We now have solar power. Though we were on-grid. 

I shopped around a lot. Net-metering is a lot more expensive than off-grid solar. I know, everyone tells you that adding batteries makes off-grid more expensive. But that is their marketing. Certified installers are equipment dealers, they only sell the more expensive brands. There are plenty outlets online who sell pre-wired UL-approved code-compliant components and systems for way less than what net-metering systems cost.

I can flip a breaker and be 'on-grid'. Or I can flip a breaker and be on solar/battery. If our batteries run low and the forecast says another 3 days of clouds, we can shift to grid power. But most of the time we are on solar.

Next we will be installing a solar-thermal system to heat our home.

Today self-powered / self-heated homes are a reality.


----------



## Thumper38 (Mar 4, 2017)

We only get about 4 months of good useable sun as far as solar goes (from what I've read) where I live. Is there not a benifit to met metering maybe with adding batteries? We might get two or three outages a year here and they are never more than a couple hours. 

Im anxious to hear about the pros and cons of each of these. Roof solar and ground based.


----------



## ET1 SS (Oct 22, 2005)

Thumper38 said:


> We only get about 4 months of good useable sun as far as solar goes (from what I've read) where I live. Is there not a benifit to met metering maybe with adding batteries? We might get two or three outages a year here and they are never more than a couple hours.
> 
> Im anxious to hear about the pros and cons of each of these. Roof solar and ground based.


Here in Maine we get useable sunlight ever month.

In this state, the power companies do not pay you for power you put onto the grid. They give you credits which must be used within a year or they expire. Otherwise I am not aware of any 'benefits' of spending the extra cost for net-metering.

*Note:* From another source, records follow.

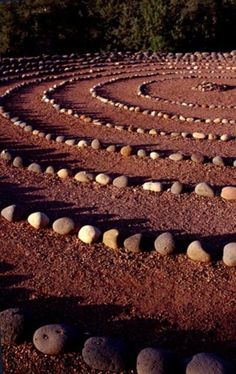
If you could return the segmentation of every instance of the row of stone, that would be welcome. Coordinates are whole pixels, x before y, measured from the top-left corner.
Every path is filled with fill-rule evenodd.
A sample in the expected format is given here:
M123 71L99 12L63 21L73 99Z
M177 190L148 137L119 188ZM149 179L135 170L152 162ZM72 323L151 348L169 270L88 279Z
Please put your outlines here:
M152 75L154 75L154 74L152 74ZM236 123L236 120L229 120L229 119L227 119L227 118L222 118L222 119L220 119L220 118L215 118L214 120L212 120L210 118L207 118L205 120L203 119L203 118L193 118L193 117L185 117L183 116L183 115L181 114L178 114L178 115L176 115L176 114L173 114L173 113L167 113L167 112L163 112L163 111L158 111L158 110L146 110L146 109L142 109L139 106L135 106L135 105L127 105L127 104L124 104L123 103L121 103L119 101L114 101L114 100L110 100L109 98L107 97L105 97L105 96L102 96L101 95L99 95L98 93L98 90L99 90L99 88L100 88L101 87L104 87L107 85L109 85L109 84L112 84L112 83L114 83L114 82L117 82L119 80L127 80L127 79L132 79L132 78L141 78L141 76L138 76L137 74L135 74L131 77L129 77L128 78L125 78L125 77L122 77L122 78L111 78L110 80L109 80L108 81L106 81L106 82L104 82L104 83L99 83L98 85L94 86L92 88L90 89L90 93L91 93L91 95L93 98L97 98L97 100L100 100L102 103L105 103L105 104L109 104L112 106L116 106L120 109L125 109L125 110L129 110L130 112L134 112L134 113L142 113L144 115L151 115L152 117L155 117L155 116L157 116L159 118L162 118L163 119L166 119L166 120L179 120L181 121L186 121L186 122L188 122L188 123L206 123L206 124L210 124L210 123L215 123L215 124L219 124L219 123L222 123L222 124L232 124L232 125L235 125ZM203 76L200 76L200 78L202 78ZM185 78L189 78L188 77L184 77ZM192 78L192 77L191 77ZM197 78L197 77L195 77L195 78ZM166 78L166 79L163 79L162 80L162 81L163 80L166 80L166 79L170 79L170 78ZM152 81L152 80L151 80ZM140 92L140 85L139 86L138 88L138 94ZM144 98L151 98L151 96L149 96L149 95L143 95L142 93L141 93L141 95L139 95L140 96L142 96ZM159 100L159 98L156 98L156 100ZM171 101L171 100L165 100L165 102L170 102L172 104L176 104L176 102L175 101ZM195 104L193 104L193 103L191 103L191 104L188 104L186 103L183 103L183 104L186 105L186 106L190 106L190 107L195 107L196 105ZM180 105L183 105L183 103L180 103ZM232 106L232 105L230 105L230 107ZM234 108L234 107L232 108ZM231 137L230 137L231 138Z
M19 344L27 340L33 324L32 315L23 308L12 308L0 312L2 344ZM213 353L201 353L180 360L171 351L154 347L134 352L130 344L121 340L105 336L85 338L82 331L78 331L65 323L39 327L33 332L32 340L39 352L53 356L77 351L83 347L81 355L84 362L90 368L102 372L121 373L132 369L133 373L135 368L137 374L235 373L231 363Z
M204 78L203 76L191 76L191 77L184 77L184 78L198 78L199 79L202 78ZM209 78L209 77L208 77ZM221 79L229 79L230 77L227 77L227 76L216 76L214 77L215 78L221 78ZM233 78L234 77L230 77L231 78ZM166 98L161 98L161 96L151 96L150 95L147 95L146 94L146 86L148 85L150 85L150 84L153 84L153 83L156 83L157 82L163 82L165 80L170 80L171 78L165 78L165 79L162 79L162 80L147 80L147 81L145 81L145 82L143 82L143 83L141 83L141 85L139 85L138 87L138 89L137 89L137 95L138 96L140 96L141 98L146 98L146 99L153 99L153 100L155 100L156 101L163 101L164 103L169 103L171 104L174 104L174 105L181 105L181 106L188 106L189 108L202 108L203 109L206 109L206 108L209 108L209 109L236 109L236 105L221 105L220 104L200 104L198 103L186 103L186 101L180 101L180 100L168 100L168 99L166 99ZM224 122L222 122L222 121L224 121ZM227 122L225 122L225 121L227 121ZM213 122L215 123L220 123L220 122L217 122L215 123L214 120ZM223 123L223 124L225 124L225 123L230 123L232 125L235 125L236 123L236 121L235 120L232 120L231 121L228 121L227 120L224 119L221 120L221 123Z
M18 222L24 216L24 207L20 204L10 205L2 209L1 215L8 222ZM45 229L50 224L49 217L42 212L31 213L27 221L37 230ZM90 224L81 227L68 217L54 221L52 228L54 232L61 235L75 234L81 241L87 244L94 244L102 241L105 246L112 249L124 246L126 250L134 253L141 253L149 249L146 248L147 242L141 233L128 237L123 241L122 235L117 229L109 229L102 234L97 227ZM171 232L163 232L156 238L154 248L162 256L176 254L176 239ZM198 262L215 261L219 256L218 251L213 246L200 240L191 242L187 248L186 253L189 259ZM224 246L222 261L228 266L236 266L235 242L229 243Z

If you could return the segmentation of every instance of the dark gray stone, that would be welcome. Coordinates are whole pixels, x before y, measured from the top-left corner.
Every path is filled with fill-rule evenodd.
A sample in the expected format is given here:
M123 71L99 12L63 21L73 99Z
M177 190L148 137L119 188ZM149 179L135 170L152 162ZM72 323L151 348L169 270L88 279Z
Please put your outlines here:
M86 341L82 355L94 369L120 373L127 367L129 350L119 341L96 336Z

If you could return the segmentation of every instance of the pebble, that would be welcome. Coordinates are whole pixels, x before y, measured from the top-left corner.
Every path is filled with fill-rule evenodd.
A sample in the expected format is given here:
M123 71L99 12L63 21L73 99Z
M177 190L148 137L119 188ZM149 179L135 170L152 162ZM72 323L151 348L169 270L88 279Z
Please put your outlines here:
M193 153L193 155L191 155L191 160L196 164L203 164L205 157L200 153Z
M225 162L223 157L221 156L215 156L213 158L213 163L217 166L225 166Z
M195 240L189 244L187 249L188 256L193 261L210 262L213 259L213 249L208 244Z
M42 326L33 334L36 348L45 355L60 355L68 351L77 339L75 331L63 323Z
M156 251L160 254L166 256L172 254L175 251L175 241L173 235L170 232L161 234L154 241Z
M4 150L0 154L1 158L6 160L6 161L11 161L13 160L13 154L9 150Z
M229 243L224 246L223 262L227 266L236 266L236 243Z
M98 139L94 139L91 143L91 147L94 150L100 150L102 148L102 143Z
M236 200L236 187L230 186L223 187L220 196L225 200Z
M207 197L215 197L215 192L213 188L210 186L210 185L208 185L205 182L198 183L198 185L197 185L195 187L194 191L197 194L199 194L200 196L205 196Z
M28 167L28 170L33 172L43 172L42 166L38 162L33 162Z
M95 180L95 175L92 172L79 172L75 174L75 180L82 183L90 183Z
M117 229L111 229L103 234L102 242L106 246L113 249L117 249L119 247L120 234Z
M170 374L175 373L176 370L176 363L167 350L147 348L138 355L137 374Z
M87 244L95 243L100 239L101 236L100 230L90 224L81 227L78 234L79 239Z
M180 194L183 192L183 184L177 180L176 182L173 183L171 188L171 192L173 194Z
M18 344L23 338L26 325L29 319L26 311L21 308L12 308L0 313L0 333L2 344Z
M113 186L118 188L126 188L129 185L129 178L125 175L121 175L114 178L112 182Z
M1 212L1 216L9 222L19 221L24 213L24 208L18 204L9 205Z
M182 153L173 153L170 155L168 158L172 161L182 161L183 160L183 155Z
M127 238L124 241L124 246L128 251L140 253L143 250L144 237L142 234L134 234Z
M120 150L120 152L122 156L131 156L133 153L133 149L130 145L124 145L124 147L122 147Z
M102 186L110 185L112 182L111 177L104 173L98 174L95 178L95 181Z
M53 230L61 235L69 235L76 232L76 226L74 221L68 217L63 217L54 221Z
M60 170L58 171L57 175L58 175L59 178L63 180L73 177L72 171L66 168L60 169Z
M161 192L163 191L163 185L161 182L146 182L143 185L143 189L147 191Z
M232 365L212 353L202 353L185 360L186 374L233 374Z
M28 222L35 229L44 229L49 224L49 218L42 212L36 212L28 216Z
M82 358L94 369L121 373L127 364L129 352L119 341L105 337L92 337L85 341Z

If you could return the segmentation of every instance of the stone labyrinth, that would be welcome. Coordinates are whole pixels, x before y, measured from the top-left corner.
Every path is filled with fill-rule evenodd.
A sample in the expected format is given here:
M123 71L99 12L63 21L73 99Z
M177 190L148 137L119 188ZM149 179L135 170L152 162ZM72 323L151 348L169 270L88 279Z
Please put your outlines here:
M236 51L3 59L4 373L235 372L235 72Z

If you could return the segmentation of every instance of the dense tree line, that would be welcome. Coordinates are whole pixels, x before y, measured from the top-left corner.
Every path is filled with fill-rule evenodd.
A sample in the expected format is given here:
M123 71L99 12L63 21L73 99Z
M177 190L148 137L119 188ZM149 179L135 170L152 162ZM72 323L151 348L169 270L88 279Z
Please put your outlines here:
M236 0L0 3L0 53L235 49Z

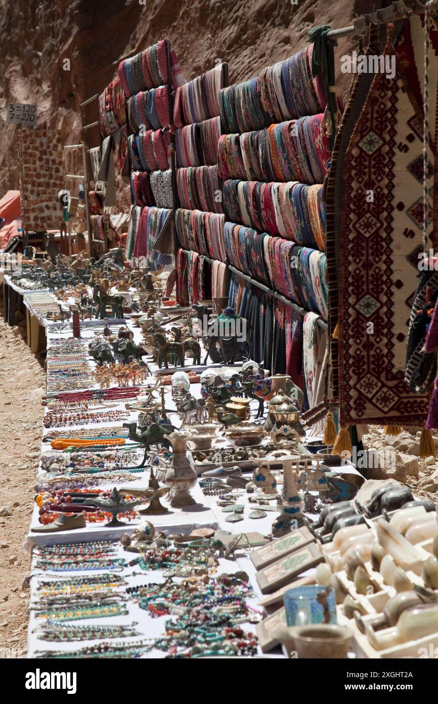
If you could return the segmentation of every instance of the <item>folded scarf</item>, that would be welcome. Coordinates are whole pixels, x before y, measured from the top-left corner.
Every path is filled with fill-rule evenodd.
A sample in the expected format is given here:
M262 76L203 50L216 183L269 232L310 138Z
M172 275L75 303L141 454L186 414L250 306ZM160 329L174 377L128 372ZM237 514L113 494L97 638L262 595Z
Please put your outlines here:
M220 135L220 118L180 127L176 134L178 166L215 166Z
M161 39L135 56L120 61L118 75L127 98L141 91L158 88L168 82L166 42ZM170 44L170 78L174 89L186 82L176 55Z
M231 222L314 249L324 249L322 186L228 179L223 190L224 209Z
M323 184L330 158L330 139L315 115L219 139L219 175L247 181Z
M175 212L176 232L181 246L222 262L226 256L224 223L224 216L219 213L182 208Z
M311 77L313 44L290 58L264 68L256 78L224 88L220 115L230 132L262 130L304 115L327 105L321 73Z
M172 211L168 208L134 206L131 209L127 254L144 257L157 268L171 263L174 251ZM161 256L160 256L161 255Z
M171 169L153 171L150 174L150 187L158 208L174 207Z
M132 172L131 174L131 201L136 206L143 207L157 205L150 187L150 174L147 171Z
M101 93L98 108L101 132L104 137L113 134L125 124L124 94L118 76Z
M219 115L219 94L224 83L224 68L217 64L176 89L174 124L182 127Z
M131 132L159 130L170 122L169 92L167 86L140 91L127 100Z
M217 166L178 169L176 184L182 208L210 213L223 212Z

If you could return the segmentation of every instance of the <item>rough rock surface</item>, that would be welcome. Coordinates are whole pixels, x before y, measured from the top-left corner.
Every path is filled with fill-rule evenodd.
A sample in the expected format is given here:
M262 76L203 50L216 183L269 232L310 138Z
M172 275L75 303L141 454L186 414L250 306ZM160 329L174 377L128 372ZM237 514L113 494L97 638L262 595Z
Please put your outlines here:
M188 80L219 58L228 63L230 81L236 82L304 46L312 27L344 27L352 18L387 4L387 0L0 0L0 197L18 185L17 130L3 121L8 102L37 105L38 124L60 129L64 144L77 144L80 103L103 90L120 58L159 39L171 39ZM351 42L350 37L342 39L336 49L340 94L351 79L341 73L340 57ZM70 60L70 70L63 70L65 58ZM124 196L127 203L126 191Z

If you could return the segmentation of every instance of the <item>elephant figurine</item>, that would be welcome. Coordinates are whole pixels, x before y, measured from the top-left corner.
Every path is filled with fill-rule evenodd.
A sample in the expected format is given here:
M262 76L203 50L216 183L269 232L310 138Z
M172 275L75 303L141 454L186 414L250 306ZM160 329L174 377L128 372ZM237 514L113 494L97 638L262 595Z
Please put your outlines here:
M94 361L98 363L98 367L106 363L114 363L114 357L108 343L95 340L89 345L88 349Z
M123 364L129 364L130 357L141 362L143 355L147 354L146 351L143 347L135 344L132 336L128 340L124 338L116 340L115 342L112 343L112 349L116 354L122 357Z

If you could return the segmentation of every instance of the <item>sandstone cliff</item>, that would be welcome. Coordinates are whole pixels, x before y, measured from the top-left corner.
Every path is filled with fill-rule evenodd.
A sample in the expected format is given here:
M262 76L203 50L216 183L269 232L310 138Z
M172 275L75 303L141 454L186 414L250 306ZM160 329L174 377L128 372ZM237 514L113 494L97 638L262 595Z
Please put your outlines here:
M187 80L221 58L231 82L244 80L304 46L313 26L344 27L373 5L379 0L0 0L0 196L18 184L8 102L36 103L39 125L76 143L80 103L101 93L134 50L167 36ZM337 57L350 41L341 40ZM340 67L342 93L350 77Z

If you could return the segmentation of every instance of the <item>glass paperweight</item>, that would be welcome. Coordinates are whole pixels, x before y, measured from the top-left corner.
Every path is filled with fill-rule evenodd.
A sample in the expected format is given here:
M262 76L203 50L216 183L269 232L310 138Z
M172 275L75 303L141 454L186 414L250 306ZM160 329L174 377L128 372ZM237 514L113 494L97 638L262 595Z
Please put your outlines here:
M288 626L337 623L336 598L331 586L309 585L288 589L284 603Z

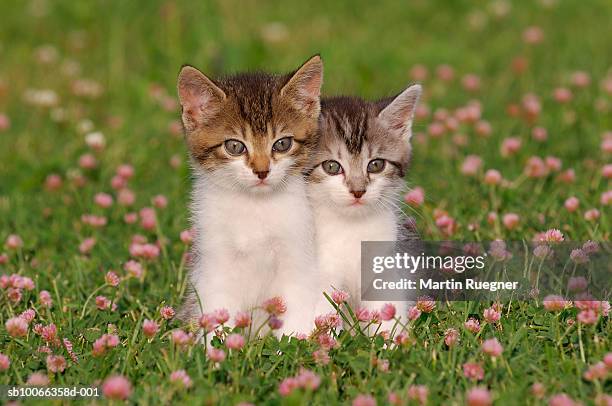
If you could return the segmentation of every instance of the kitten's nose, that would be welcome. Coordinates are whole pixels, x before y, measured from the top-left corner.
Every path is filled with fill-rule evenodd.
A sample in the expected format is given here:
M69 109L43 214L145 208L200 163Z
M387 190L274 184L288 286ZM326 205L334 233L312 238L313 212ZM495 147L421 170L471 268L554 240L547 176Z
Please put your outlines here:
M264 180L265 178L268 177L268 174L270 173L270 171L256 171L253 169L253 173L257 175L259 179Z

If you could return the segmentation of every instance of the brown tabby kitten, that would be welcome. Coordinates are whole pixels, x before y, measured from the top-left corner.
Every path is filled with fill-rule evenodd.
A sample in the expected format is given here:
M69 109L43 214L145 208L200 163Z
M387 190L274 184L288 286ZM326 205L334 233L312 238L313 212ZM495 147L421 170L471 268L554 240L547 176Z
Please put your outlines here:
M196 232L185 320L286 301L280 333L309 332L316 275L302 172L316 144L323 65L288 75L217 80L186 66L178 78L195 185Z

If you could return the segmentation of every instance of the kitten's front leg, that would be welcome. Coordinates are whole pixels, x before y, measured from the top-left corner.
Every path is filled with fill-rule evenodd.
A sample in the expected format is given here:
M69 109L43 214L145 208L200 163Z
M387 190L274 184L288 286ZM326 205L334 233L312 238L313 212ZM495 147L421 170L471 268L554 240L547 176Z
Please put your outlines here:
M408 307L410 302L407 301L389 301L389 302L374 302L374 301L363 301L362 306L370 311L380 311L385 304L391 304L395 307L395 317L391 320L385 320L379 326L372 325L369 328L370 333L378 330L379 332L388 331L393 336L399 334L404 330L404 326L408 322ZM396 320L399 319L399 322Z
M314 261L303 256L285 256L279 261L275 291L287 304L283 325L276 331L279 337L283 334L310 334L314 329L319 281Z

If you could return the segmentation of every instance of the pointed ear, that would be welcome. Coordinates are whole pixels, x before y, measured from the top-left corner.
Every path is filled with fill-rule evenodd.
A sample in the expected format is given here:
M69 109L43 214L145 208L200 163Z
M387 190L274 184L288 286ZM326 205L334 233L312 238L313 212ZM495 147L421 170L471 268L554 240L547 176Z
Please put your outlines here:
M192 66L184 66L178 77L179 101L183 107L183 125L187 131L201 127L221 108L223 90Z
M399 136L409 138L412 135L412 119L420 96L421 85L412 85L404 90L378 113L381 124Z
M280 96L296 109L318 117L321 110L322 84L323 61L319 55L315 55L291 75L281 89Z

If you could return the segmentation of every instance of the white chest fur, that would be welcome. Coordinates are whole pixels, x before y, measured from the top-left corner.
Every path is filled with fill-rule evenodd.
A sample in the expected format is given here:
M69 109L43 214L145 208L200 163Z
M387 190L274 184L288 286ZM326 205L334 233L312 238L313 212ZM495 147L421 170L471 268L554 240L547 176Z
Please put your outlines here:
M197 238L191 281L204 311L249 310L273 296L287 303L281 333L309 332L316 300L313 217L305 184L248 194L196 181Z
M316 250L323 287L346 289L359 296L362 241L395 241L397 221L392 211L367 217L343 217L315 208Z

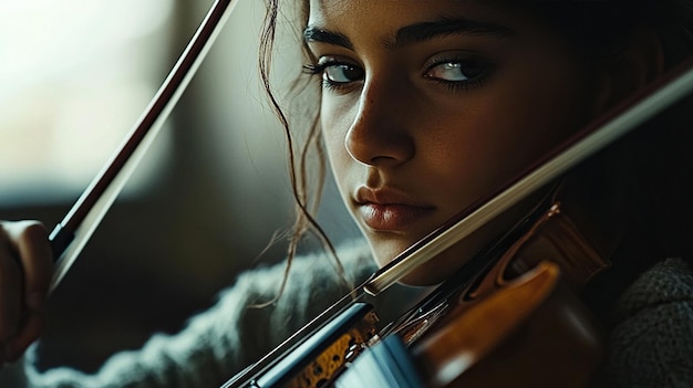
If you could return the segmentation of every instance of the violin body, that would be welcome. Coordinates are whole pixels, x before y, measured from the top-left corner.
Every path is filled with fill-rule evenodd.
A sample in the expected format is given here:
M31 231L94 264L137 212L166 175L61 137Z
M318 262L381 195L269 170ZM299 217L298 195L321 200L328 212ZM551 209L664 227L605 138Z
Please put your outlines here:
M242 387L586 386L604 346L578 292L608 263L551 203L497 259L477 258L480 271L453 276L389 334L373 334L370 306L354 304Z
M607 266L554 203L436 314L396 329L410 367L423 387L586 386L604 346L577 292Z

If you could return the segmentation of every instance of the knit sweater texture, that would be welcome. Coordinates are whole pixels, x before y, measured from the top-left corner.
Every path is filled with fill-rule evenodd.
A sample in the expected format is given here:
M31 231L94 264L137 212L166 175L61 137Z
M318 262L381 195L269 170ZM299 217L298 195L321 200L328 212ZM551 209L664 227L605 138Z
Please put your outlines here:
M373 272L368 244L353 242L339 253L354 284ZM39 371L35 352L29 352L27 387L219 387L346 292L332 259L310 254L294 260L277 303L249 307L272 298L283 273L280 264L241 274L180 333L154 335L142 349L116 354L94 375L66 367ZM392 294L382 305L396 307L400 297L405 296ZM693 387L693 273L684 261L661 261L643 273L621 295L611 318L609 356L598 385Z

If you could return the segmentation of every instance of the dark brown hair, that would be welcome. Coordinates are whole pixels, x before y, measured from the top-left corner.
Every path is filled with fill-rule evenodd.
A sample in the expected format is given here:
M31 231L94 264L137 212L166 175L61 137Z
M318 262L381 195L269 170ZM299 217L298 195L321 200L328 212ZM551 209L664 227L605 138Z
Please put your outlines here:
M641 28L651 29L659 35L666 67L672 67L682 60L691 56L693 52L693 2L691 0L618 0L618 1L506 1L500 2L504 7L519 8L537 17L537 20L565 36L566 41L581 52L586 57L593 61L608 60L618 55L628 44L631 34ZM283 7L283 6L282 6ZM304 106L300 116L303 123L300 125L308 128L303 134L302 145L294 140L297 133L292 130L293 124L279 104L270 84L270 70L272 64L275 35L279 20L288 20L293 23L293 33L297 36L297 46L302 48L303 57L312 61L308 49L302 40L302 28L308 20L308 1L301 1L293 13L280 8L279 0L267 0L267 15L262 30L259 67L265 88L269 95L272 108L279 117L287 137L290 177L296 200L297 218L293 226L289 244L289 271L291 259L296 255L296 249L301 238L309 231L314 232L320 241L327 247L337 260L334 248L327 238L324 231L316 222L313 217L319 205L319 199L324 183L325 167L324 153L318 128L318 106L320 93L312 91L312 107ZM280 12L285 12L281 13ZM298 67L297 67L298 69ZM310 90L308 81L298 78L293 92L303 93ZM690 105L690 104L689 104ZM658 120L652 126L656 130L640 132L641 135L630 140L622 154L623 158L634 158L629 170L637 171L638 176L627 188L633 192L633 203L641 206L648 203L647 209L639 216L641 226L652 227L658 230L653 240L658 241L658 248L675 247L673 251L664 251L665 254L691 254L687 237L693 232L690 220L693 214L680 212L678 203L687 199L691 193L687 190L690 182L681 180L678 171L682 164L692 166L693 160L682 158L690 153L689 145L693 144L693 128L690 128L690 115L685 109L679 109L675 115ZM644 135L642 135L644 134ZM312 153L312 154L311 154ZM639 154L639 153L647 153ZM309 155L318 157L319 162L311 165ZM635 164L637 161L640 161ZM587 174L601 170L600 161L591 162L585 169ZM594 171L589 171L593 169ZM662 174L662 169L670 172ZM317 172L317 174L311 174ZM314 179L310 187L310 178ZM606 180L609 177L603 177ZM684 189L685 186L685 189ZM649 192L647 188L651 189ZM662 195L664 192L664 196ZM664 198L665 197L665 198ZM672 207L672 203L675 203ZM682 249L685 247L685 249ZM661 254L662 252L659 252ZM337 260L339 263L339 260ZM643 264L644 265L644 264ZM343 271L341 266L340 271Z

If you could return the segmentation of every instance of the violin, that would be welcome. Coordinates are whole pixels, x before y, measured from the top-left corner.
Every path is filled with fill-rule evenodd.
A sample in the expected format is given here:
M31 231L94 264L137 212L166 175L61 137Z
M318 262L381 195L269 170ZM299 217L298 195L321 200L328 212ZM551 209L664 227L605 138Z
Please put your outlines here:
M151 141L149 129L159 126L175 104L230 12L229 4L215 2L190 49L133 130L132 141L51 234L55 258L60 258L53 286L115 198L133 168L128 162L136 159L135 151ZM403 252L364 283L361 293L376 295L691 90L693 71L685 69L633 96ZM537 256L537 251L546 256ZM341 387L363 385L363 378L369 385L380 380L403 387L529 386L538 381L582 386L600 364L603 340L577 293L608 265L608 258L571 221L560 197L550 196L401 321L380 331L370 305L361 303L360 296L356 302L344 298L224 387ZM537 359L537 354L547 358ZM552 360L550 373L542 370L545 360ZM555 364L566 368L554 368Z

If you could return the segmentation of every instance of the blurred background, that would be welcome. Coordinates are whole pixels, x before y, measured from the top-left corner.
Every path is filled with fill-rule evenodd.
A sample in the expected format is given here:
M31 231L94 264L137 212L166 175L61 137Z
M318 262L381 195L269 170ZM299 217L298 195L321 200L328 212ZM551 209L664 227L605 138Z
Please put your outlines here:
M52 229L130 132L211 0L0 0L0 219ZM240 1L166 127L49 302L44 367L95 370L175 333L290 227L283 134ZM280 42L280 45L294 42ZM283 63L281 61L285 61ZM279 59L285 82L301 62ZM283 78L286 80L283 80ZM353 235L332 186L329 233ZM260 260L283 256L273 245ZM0 386L11 368L0 373Z

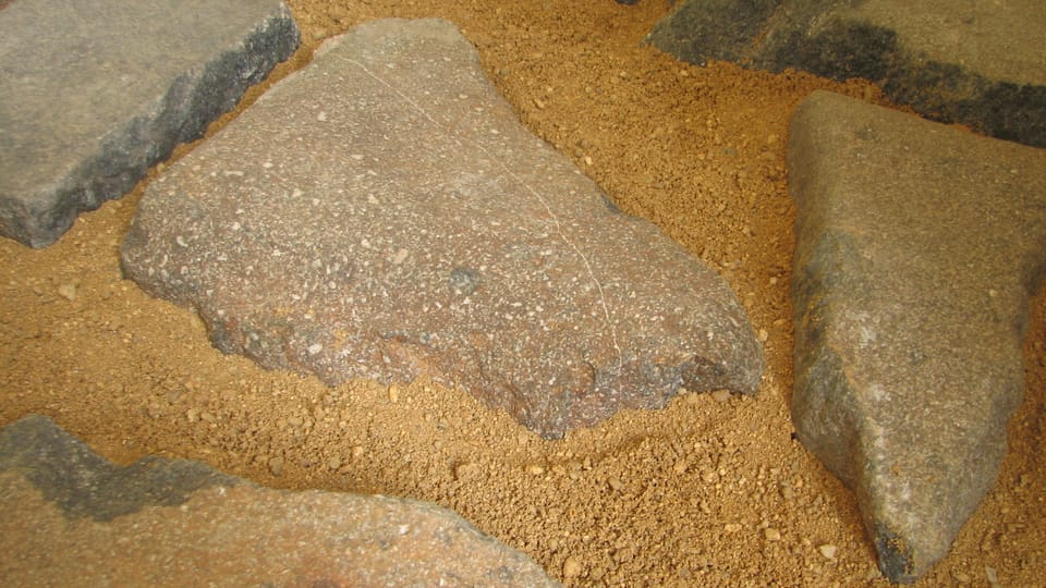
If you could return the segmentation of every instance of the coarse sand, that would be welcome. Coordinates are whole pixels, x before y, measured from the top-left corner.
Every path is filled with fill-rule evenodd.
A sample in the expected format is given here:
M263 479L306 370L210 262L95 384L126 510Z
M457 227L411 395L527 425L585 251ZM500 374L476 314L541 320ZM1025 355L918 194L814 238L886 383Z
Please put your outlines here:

The same tax credits apply.

Our panels are on a ground mount. They are hinged, so they have a Summer angle, a Fall/Spring angle and a Winter angle.


----------



## jwal10 (Jun 5, 2010)

We use passive solar to heat the house, greenhouses and shop and heat water for the house and aquaponics. Solar 12v and 24v micro-hydro. We have 3 solar heater boxes, 2 with solar water heating coils in those boxes. I built the first heater for the greenhouse with the aquaponics that is attached to the shop with cool intakes at the bottom, exits at the top. It had 2 rolls of black plastic tubing for the water. I built another for the house this winter, just got it installed. Water temps today were 118, air from the box shows 91, we were 64 outside and the sun was bright from 10 to 3. The other smaller heater box heats a small leanto greenhouse that helps heat the bathroom, bedroom if we leave the door open between them. All our lights are 12v led, we have 8 bulbs. 24v runs the refrigerator and freezer. 12v in the greenhouse. We have an air lock entry into the house, big window on the south side. it collects the warm air in the tray ceiling from the wood stove, by way of a cement block wall/tower, hollow block stained dark, dark slate floor to absorb heat. The air rises in the tower wall by convection, entry at the bottom, exits the top of the wall. A 12v fan pushes the warm air to registers in the wall of the bed and living rooms. We also have solar gain from windows in the bedroom and living room. 18" of blowin insulation in the attic and double offset stud 2"x4" walls, outside is foam, inside is fiberglass. We also have a small heat coil in the tray ceiling that comes on in cool weather after the batteries are charged for the micro-hydro system. We also have a wood stove for heat, hot water and cooking....James


----------



## Thumper38 (Mar 4, 2017)

ET1 SS said:


> Here in Maine we get useable sunlight ever month.
> 
> In this state, the power companies do not pay you for power you put onto the grid. They give you credits which must be used within a year or they expire. Otherwise I am not aware of any 'benefits' of spending the extra cost for net-metering.
> 
> ...


I guess Im a little behind the power curve here. Maybe I used the wrong words when I said useable sunlight. 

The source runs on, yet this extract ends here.